Empresas y finanzas

GE-Alstom deal hangs on Bouygues stake sale to France

By Elizabeth Pineau and Laurence Frost

PARIS (Reuters) - Talks on an industrial tie-up between ALSTOM (ALO.PA)and General Electric entered a critical phase on Saturday, as the French government wrangled with Alstom shareholder BOUYGUES (EN.PA)over a key plank of the transaction.

Sources close to the negotiations said talks were continuing over the price at which the French state would acquire 20 percent of Alstom from Bouygues - a condition for government approval of Alstom's alliance with GE in preference to a rival Siemens-Mitsubishi offer.

The U.S. conglomerate's offer for key assets of transport and energy giant Alstom expires on Monday, but the sources said they were optimistic a final deal would be reached before then.

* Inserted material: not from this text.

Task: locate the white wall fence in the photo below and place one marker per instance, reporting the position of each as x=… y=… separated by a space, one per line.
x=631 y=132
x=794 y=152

"Negotiations on price are always like this," one of the sources said. "We don't imagine for a moment that any of the parties would shirk their responsibilities in this alliance."

A statement expected from GE failed to materialize amid French media reports of a stalemate in the stake purchase talks.

GE and Alstom declined to comment, while a Bouygues spokesman did not return calls and messages.

French President Francois Hollande applied more pressure to Bouygues, telling reporters in Paris he expected rapid progress in the stake purchase talks.

"This is a major condition for the government's acceptance of the alliance," Hollande told reporters in Paris. "That's why I believe we will make progress by the end of the day."

Without an acceptable deal on the Bouygues stake, he added, "it would be necessary to reconsider the alliance as it has just been announced".

The battle over Alstom rapidly became politicized after initial reports in April of an imminent GE bid, with the government first weighing in to court a rival offer from Siemens, later joined by Mitsubishi Heavy Industries.

After revised offers from both bidders, Economy Minister Arnaud Montebourg finally announced state backing on Friday for a GE-Alstom deal valuing Alstom's energy business at 12.35 billion euros ($16.77 billion).

But the official green light remains subject to strict conditions agreed with GE as well as the government's successful purchase of a 20 percent stake from Paris-based Bouyues.

Montebourg said the French state was prepared to pay only market price for the Alstom shares, which closed at 28 euros on Friday - about 20 percent short of their accounting value to Bouygues. ($1 = 0.7366 euros)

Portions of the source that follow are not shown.